For instance, we could break this down to at least two things--phrasing and interpretation.  I think phrasing is so important and that a person could have excellent phrasing, demonstrating a comprehension of the passage, but a flat and unexpressive reading.  I guess the next question for me would be how should these things be weighted.  Perhaps 40/20?   The nice thing about that is that students would feel that less of this is subjective.  After all, phrasing you can identify either by punctuation or word order.  There's a concrete aspect to this.  Expression is a bit more subjective.

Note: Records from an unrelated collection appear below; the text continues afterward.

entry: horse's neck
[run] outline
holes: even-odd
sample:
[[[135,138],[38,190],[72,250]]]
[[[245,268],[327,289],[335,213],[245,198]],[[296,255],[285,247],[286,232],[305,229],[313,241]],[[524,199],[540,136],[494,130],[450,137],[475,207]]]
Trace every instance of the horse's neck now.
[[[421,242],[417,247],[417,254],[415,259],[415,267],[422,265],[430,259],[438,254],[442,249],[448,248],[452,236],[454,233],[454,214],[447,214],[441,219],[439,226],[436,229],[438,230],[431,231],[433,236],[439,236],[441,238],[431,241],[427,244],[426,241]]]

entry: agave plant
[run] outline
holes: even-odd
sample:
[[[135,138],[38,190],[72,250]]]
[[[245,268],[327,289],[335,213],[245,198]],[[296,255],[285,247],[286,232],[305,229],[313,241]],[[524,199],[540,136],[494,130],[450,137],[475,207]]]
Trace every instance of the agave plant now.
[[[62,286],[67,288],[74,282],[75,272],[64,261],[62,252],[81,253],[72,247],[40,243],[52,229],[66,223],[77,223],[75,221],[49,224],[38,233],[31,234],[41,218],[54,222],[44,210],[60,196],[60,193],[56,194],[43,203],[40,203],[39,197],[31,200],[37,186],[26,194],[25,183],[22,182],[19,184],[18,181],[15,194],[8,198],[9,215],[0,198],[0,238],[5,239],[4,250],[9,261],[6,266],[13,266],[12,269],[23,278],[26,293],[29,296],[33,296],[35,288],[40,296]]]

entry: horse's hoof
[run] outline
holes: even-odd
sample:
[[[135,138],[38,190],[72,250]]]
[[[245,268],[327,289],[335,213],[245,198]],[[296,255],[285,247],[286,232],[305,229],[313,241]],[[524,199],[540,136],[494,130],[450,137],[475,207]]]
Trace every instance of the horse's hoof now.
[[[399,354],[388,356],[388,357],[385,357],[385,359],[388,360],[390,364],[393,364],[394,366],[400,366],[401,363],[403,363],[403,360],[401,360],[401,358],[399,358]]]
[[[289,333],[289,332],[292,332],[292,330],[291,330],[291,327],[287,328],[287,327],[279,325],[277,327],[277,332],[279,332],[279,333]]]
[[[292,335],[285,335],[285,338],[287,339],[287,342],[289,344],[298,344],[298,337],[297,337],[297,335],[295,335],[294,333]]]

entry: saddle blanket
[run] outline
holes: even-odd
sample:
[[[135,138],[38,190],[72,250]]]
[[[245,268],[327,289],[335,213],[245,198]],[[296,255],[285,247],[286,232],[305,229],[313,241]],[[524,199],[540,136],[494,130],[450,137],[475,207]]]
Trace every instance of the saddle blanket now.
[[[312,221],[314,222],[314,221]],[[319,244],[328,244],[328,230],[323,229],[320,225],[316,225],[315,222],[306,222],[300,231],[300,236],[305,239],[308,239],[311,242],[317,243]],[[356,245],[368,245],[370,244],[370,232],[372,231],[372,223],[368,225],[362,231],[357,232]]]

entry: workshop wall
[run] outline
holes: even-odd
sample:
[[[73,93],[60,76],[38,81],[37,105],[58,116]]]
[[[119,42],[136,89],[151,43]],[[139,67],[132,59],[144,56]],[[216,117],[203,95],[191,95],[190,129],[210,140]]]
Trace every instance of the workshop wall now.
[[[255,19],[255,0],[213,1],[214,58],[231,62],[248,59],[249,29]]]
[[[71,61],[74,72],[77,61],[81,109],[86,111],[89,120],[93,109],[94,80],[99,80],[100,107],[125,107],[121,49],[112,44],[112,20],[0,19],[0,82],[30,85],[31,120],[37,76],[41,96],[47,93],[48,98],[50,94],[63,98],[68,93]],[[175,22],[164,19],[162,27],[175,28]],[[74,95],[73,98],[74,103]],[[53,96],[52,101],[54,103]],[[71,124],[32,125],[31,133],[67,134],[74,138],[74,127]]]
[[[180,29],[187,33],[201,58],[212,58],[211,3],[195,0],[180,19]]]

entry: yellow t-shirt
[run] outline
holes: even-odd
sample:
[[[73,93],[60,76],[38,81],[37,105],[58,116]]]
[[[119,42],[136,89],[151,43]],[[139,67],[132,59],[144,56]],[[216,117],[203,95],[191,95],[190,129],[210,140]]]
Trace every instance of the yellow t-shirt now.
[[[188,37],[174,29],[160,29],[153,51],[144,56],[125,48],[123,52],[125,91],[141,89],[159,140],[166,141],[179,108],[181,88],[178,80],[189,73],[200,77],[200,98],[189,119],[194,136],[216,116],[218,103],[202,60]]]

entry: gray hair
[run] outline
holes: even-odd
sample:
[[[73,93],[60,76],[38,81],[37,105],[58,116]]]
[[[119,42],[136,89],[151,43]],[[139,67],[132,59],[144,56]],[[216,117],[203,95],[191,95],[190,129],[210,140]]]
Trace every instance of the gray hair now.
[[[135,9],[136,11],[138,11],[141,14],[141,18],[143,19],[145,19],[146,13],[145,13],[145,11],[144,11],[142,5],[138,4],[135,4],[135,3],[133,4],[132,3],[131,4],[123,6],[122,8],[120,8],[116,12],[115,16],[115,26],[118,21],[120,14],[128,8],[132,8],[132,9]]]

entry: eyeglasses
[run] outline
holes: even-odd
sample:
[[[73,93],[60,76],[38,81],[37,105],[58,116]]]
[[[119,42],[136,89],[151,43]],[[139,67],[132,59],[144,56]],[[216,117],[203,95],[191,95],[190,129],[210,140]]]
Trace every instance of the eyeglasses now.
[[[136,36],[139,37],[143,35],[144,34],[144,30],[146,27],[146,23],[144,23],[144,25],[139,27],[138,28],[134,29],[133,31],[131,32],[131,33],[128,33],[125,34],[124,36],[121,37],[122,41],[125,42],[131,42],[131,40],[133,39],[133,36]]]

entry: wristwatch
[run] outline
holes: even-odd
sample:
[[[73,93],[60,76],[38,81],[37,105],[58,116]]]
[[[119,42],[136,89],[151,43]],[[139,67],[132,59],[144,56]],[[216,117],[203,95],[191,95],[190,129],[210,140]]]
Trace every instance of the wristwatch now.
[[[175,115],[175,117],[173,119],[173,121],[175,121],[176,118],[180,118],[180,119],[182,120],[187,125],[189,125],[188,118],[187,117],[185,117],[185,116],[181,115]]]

Ok, so 40 points for phrasing.  But how will the points be awarded or deducted?  The mechanics of pronunciation, etc, are using .5 pt per mistake--but then, that includes accent and meter too.  That's up to 80 things that could be counted wrong--and considering the passages are suggested to be 80-100 words long, it is actually possible to get a zero.  HIGHLY UNLIKELY but possible.  What about 3 pts for phrasing mistakes?  Too much?  There are 15 lines in the above passage which, times 3, would give us 45... more than the 40 points.  And I guess I'm assuming that it's unlikely that there would be more than 1 phrasing mistake per line.  Maybe I should consider the possibility of 2 phrasing mistakes per line, thus 30 items...maybe 1.5 pts per mistake?  That would equal 45 pts.  Well, maybe phrasing SHOULD be 45 and expression 15.  It can be the icing on the cake.

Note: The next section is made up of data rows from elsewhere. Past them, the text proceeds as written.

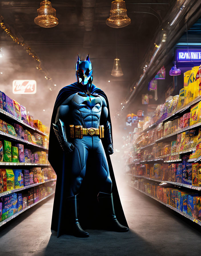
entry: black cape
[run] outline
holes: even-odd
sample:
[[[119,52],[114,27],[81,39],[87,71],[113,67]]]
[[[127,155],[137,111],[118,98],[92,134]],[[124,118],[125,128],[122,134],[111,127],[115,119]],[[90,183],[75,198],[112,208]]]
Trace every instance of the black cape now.
[[[57,97],[51,120],[48,160],[57,175],[51,229],[57,232],[58,237],[61,235],[68,234],[69,231],[68,229],[68,221],[70,220],[68,218],[68,209],[66,208],[67,196],[66,188],[70,179],[69,178],[72,161],[71,153],[64,153],[60,146],[53,129],[52,124],[55,122],[58,107],[71,95],[80,91],[80,87],[77,82],[62,88]],[[108,120],[111,124],[109,104],[106,95],[102,90],[93,84],[92,85],[91,92],[97,93],[105,99],[108,109]],[[72,124],[70,116],[68,116],[67,119],[67,120],[62,120],[65,123],[66,128],[69,127],[69,125]],[[101,119],[100,122],[100,125],[101,125],[102,124],[101,122]],[[102,139],[102,140],[105,151],[108,145],[106,140],[103,139]],[[112,182],[112,192],[116,216],[121,224],[128,227],[119,198],[110,156],[107,153],[106,155]],[[104,213],[99,209],[97,198],[98,193],[101,191],[97,190],[98,181],[96,179],[93,155],[90,156],[89,155],[87,162],[86,174],[79,195],[79,218],[81,225],[84,229],[104,228],[104,223],[102,221],[102,215],[104,215]]]

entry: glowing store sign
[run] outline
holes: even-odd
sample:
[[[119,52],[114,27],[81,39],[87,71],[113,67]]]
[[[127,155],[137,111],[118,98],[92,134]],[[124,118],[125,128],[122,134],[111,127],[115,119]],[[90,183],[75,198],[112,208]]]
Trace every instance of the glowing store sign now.
[[[178,62],[201,61],[201,49],[177,49],[176,57]]]
[[[15,94],[33,94],[36,92],[35,80],[14,80],[13,92]]]

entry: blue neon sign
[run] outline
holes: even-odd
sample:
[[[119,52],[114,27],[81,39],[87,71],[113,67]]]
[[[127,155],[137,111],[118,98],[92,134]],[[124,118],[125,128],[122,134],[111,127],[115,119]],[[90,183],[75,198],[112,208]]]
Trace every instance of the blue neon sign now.
[[[178,62],[201,62],[201,49],[178,49],[176,50],[177,60]]]

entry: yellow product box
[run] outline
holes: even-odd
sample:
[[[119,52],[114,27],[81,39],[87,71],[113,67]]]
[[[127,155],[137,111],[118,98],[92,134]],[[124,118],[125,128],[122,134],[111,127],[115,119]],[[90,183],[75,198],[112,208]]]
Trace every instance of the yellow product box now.
[[[179,97],[177,102],[177,110],[178,110],[184,106],[184,88],[182,88],[179,91]]]
[[[197,123],[198,122],[198,111],[199,103],[194,105],[190,109],[190,125]]]

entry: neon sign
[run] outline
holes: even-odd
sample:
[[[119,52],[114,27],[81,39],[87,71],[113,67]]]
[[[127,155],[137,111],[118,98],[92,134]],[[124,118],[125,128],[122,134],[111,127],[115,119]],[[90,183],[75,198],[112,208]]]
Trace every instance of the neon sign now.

So, how to score the expression portion...  
0 = you suck and I'm not even sure you're alive
3 = thanks for trying, I just barely notice that you expressed feeling with a couple of obvious words
6 = you have some expression, but it's not like you care enough
9 = good, I think there's an actor in there somewhere, but you're still worried about what others are thinking
12=very good but you could reach for the gold if let go
15=extraordinary, you should be famous

Ok, that's a little cocky.  But technically it's just a 5 pt scale from good to bad.  (Plus the zero thrown in.)

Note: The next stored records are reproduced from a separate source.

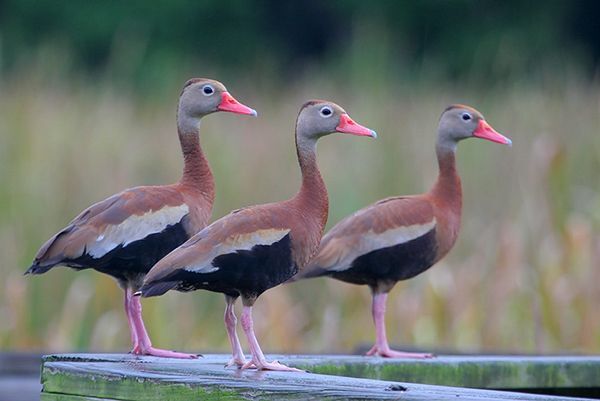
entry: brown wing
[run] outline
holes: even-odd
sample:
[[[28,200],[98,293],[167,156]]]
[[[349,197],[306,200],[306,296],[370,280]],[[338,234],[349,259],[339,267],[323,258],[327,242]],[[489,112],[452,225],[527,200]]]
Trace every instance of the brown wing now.
[[[27,273],[43,273],[83,254],[99,257],[116,246],[176,224],[188,214],[174,186],[136,187],[84,210],[38,251]]]
[[[349,268],[359,256],[398,245],[434,229],[431,203],[422,196],[383,199],[346,217],[321,241],[321,247],[300,277]]]
[[[215,221],[152,267],[144,280],[149,288],[177,270],[196,273],[213,271],[212,261],[224,254],[271,245],[292,228],[289,211],[281,204],[268,204],[236,210]]]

But that could work, right?

Phrasing = 45
Expression/Interpretation = 15
Mechanics = 40


I think that might work.

NOW, the other thing....  I'm thinking for the 1st semester I'll let the students read off of a sheet with macrons but NOT in the 2nd semester.  Why?  To demonstrate to students that by making a healthy habit all year long of reading out loud that you can read without macrons as you internally assimilate the Vergilian vocabulary.  This should actually develop confidence in facing the AP test without macrons.

So I was thinking maybe during the 1st 9 weeks I'd let them do their two readings using their own sheets with macrons and any other things they want to write on it--meter, phrasing, accent marks, ANYTHING.

2nd 9 weeks on the day of the recitation I'd give them a clean sheet with macrons and I'd give them a few minutes (maybe up to 5) to mark anything they want to on it before reciting, though they can use NO NOTES OR BOOKS.  Kind of like a test.

3rd 9 weeks on the day of the recitation I'd give them a clean sheet WITHOUT MACRONS and the rest like the 2nd 9 weeks.

4th 9 weeks I would not tell them what the passage was going to be (while with the previous 3 nine weeks I would give them the specific passage in advance) but simply tell them it will be from the last 2 or 3 weeks of their readings.  On the day of the recitation I'd give them a clean sheet without macrons (like above).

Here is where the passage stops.